Dealing with Dynamic URLs (SEO)

Wednesday, September 5, 2012
This is a slightly advanced topic on SEO.
What are Dynamic URLs?
Nowadays, a lot of sites are dynamic, that is their site draws information from somewhere (usually a database) and outputs these information into your browser. Think of them as webpages created "on the fly". The biggest advantage in this is that you can create a lot of dynamic pages easily and consistently without too much additional coding. Just use a template, then output the different information on them. For example, if you were to browse this site, you would realize that the pages actually are displayed with the same layout but with just different content. They can save webmasters a lot of time and effort and mistakes as well.

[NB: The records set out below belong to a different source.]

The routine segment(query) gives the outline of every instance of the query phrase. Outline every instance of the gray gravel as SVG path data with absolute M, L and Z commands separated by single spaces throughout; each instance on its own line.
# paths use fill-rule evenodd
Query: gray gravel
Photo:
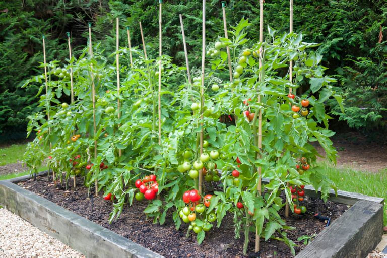
M 0 208 L 0 257 L 85 256 L 18 216 L 4 208 Z

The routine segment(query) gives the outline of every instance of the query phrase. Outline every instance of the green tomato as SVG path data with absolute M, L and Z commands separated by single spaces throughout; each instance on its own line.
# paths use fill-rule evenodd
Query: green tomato
M 199 170 L 199 169 L 202 169 L 202 168 L 203 168 L 204 166 L 204 164 L 203 164 L 203 162 L 202 162 L 200 160 L 197 160 L 195 162 L 194 162 L 194 168 L 195 168 L 197 170 Z
M 212 90 L 214 91 L 216 91 L 219 89 L 219 86 L 217 84 L 213 84 L 211 89 L 212 89 Z
M 137 200 L 137 201 L 141 201 L 144 199 L 144 194 L 142 194 L 140 192 L 137 192 L 135 196 L 135 198 L 136 198 L 136 200 Z
M 195 179 L 199 177 L 199 171 L 195 169 L 191 169 L 189 170 L 189 177 Z
M 195 207 L 195 211 L 196 212 L 202 213 L 206 209 L 206 207 L 203 204 L 199 204 Z
M 210 152 L 210 157 L 212 159 L 216 159 L 219 157 L 219 152 L 218 151 L 211 151 Z
M 206 163 L 208 162 L 209 160 L 210 155 L 208 155 L 208 153 L 204 152 L 203 153 L 202 153 L 201 155 L 200 155 L 200 161 L 202 162 Z
M 183 213 L 186 216 L 189 215 L 190 211 L 189 211 L 189 208 L 188 206 L 185 206 L 183 208 Z

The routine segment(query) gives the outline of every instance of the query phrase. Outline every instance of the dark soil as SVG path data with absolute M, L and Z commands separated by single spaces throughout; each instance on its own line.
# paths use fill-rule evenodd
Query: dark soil
M 167 215 L 164 225 L 153 224 L 153 220 L 147 218 L 143 212 L 147 202 L 134 200 L 133 205 L 125 206 L 119 219 L 109 224 L 111 202 L 105 201 L 101 196 L 88 199 L 87 189 L 82 187 L 76 190 L 64 190 L 60 185 L 49 184 L 46 179 L 38 178 L 36 181 L 30 179 L 19 185 L 165 257 L 243 257 L 243 232 L 240 232 L 242 238 L 234 239 L 233 214 L 228 214 L 224 217 L 220 228 L 214 227 L 207 232 L 206 239 L 198 246 L 195 234 L 188 239 L 185 237 L 187 224 L 182 223 L 179 230 L 175 229 L 171 213 Z M 81 185 L 82 182 L 79 180 L 77 184 Z M 303 204 L 308 209 L 305 214 L 293 214 L 286 219 L 287 225 L 296 228 L 287 231 L 288 237 L 298 245 L 295 247 L 296 253 L 305 247 L 302 241 L 297 240 L 298 237 L 318 234 L 325 228 L 326 222 L 315 219 L 315 213 L 330 217 L 332 223 L 348 209 L 346 205 L 330 201 L 324 203 L 313 198 L 305 198 Z M 284 214 L 281 216 L 284 217 Z M 250 236 L 249 256 L 258 257 L 259 254 L 253 252 L 255 234 L 251 232 Z M 265 242 L 261 239 L 260 246 L 260 254 L 263 258 L 292 257 L 290 248 L 282 241 Z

Thus, a site with a lot of pages and content will usually be dynamic, because it would be too tedious for the webmaster to manually edit and recreate the pages and the internal links.They are usually done with server-side technologies like php or asp and a database like MYSQL as their backend storage.
So we now know what is a dynamic site. But what about dynamic URLs? Dynamic sites usually have dynamic URLs. Let me give you an example: [http://somesite.com/index.php?area=search&browse=1&category=2&] . From this URL you can sort of see that it is pointing to some category(through a search function) in some directory or something from a dynamic site. The weird characters (eg "?", "=", "&" and so on) are sometimes called STOP characters for obvious reasons. These are the characters which you should be careful about.
Why Search Engines don't like dynamic URLs?
Simple, dynamic URLs can cause problems to Search Engine's indexing, specifically for duplicate content. Search Engine spiders are just not eager to index dynamic URLs because of this.
- A dynamic page may create more pages, sometimes trapping the search engine bots in a endless loop and worse, create tons and tons of pages to index which is practically useless to the Search Engine users.
- Search Engines like unique content, not duplicate or near duplicate content. Dynamic sites may create pages which are similar(or very similar) in content with just different URLs. It's like having one page with a lot of different URLs pointing to it. Think of the poor sob who is searching for something, only to find a lot of links that are pointing to the same page!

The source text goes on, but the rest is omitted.